Moneyboxx Finance Limited, having its registered office at New Delhi. The Company is registered with the RBI as a NBFC. The company operates in the unsecured business loan segment, and had assets under management (AUM) of INR530cr (as on 31st dec2023), With 97 branches with 1165 employees, spread across 8 states (RJ, MP, HR,UP,GUJ.BR .CG & PUN) at Dec 2024, located in Tier-2 and below towns, the company caters to micro entrepreneurs operating in essential segments (livestock, kirana, retail traders, micro-manufacturers). The unsecured book (81% of AUM) have an avg ticket size of INR1,40,000 with a tenor of 1 to 3 yrs and the secured book (19% of AUM) have an avg ticket size of INR3,50,000 with a tenor of 4 to 7 yrs

MANAGEMENT

Founder – Mayur Modi, Co Founder – Deepak aggerwal

Linkden profile - https://www.linkedin.com/in/deepak-aggarwal-0511043/ (Deepak)

MAYUR MODI - MONEYBOXX FINANCE LIMITED | LinkedIn (Mayur)

CHIEF RISK OFFICER

Linkden profile - https://www.linkedin.com/in/vikas-b-7ab78b7/

CREDIT UNDERWRITING

They lend to the essential segment with avg ticket size of 1.25 to 1.5 lakh. Their segment wise AUM in different geography is as follows

Some key points

1.During FY20 to FY22 which was supposed to be the worst period because of covid and on top of this the Lumpy Skin disease (A lumpy viral skin disease which effects the cattle) they still managed to have a 2-3% credit cost at 30% yield. On a static pool FY20 delinquency was 3% and 2.4% in 2021.

2.They have a proprietary system in which they enter 200-250 points and create the entire balance sheet, P&L statement, whole income statement and cash flow analysis of the borrower. They do this even for a ticket size of 70000.

3.They only lend to customers with self-occupied residential property, they don’t lend to migrants, so this helps them know their relatives, neighbours also this tell they are living in the country since birth (permanent establishment)
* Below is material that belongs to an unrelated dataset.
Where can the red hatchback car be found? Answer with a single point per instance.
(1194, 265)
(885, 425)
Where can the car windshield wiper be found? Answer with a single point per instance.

4.They don’t lend to single income, 99% of their customers have agriculture as a second income, they look for at least double to triple source of income. In livestock it has to be minimum 5+ cattle with the borrower.

If you think of this point, cattle business can be done from your home, so this is generally done by the women and this is like a second or their income to the family.

5 They have a central credit team in gurgaon where all the loan approval takes place, even a 70k loan, so each branch does not have the authority to approve a loan

6.They always try to get the women as a borrower and create a joint liability when lending, 55% of their borrowers are women and 34% are new to credit. They help their borrowers double their income in 3yrs.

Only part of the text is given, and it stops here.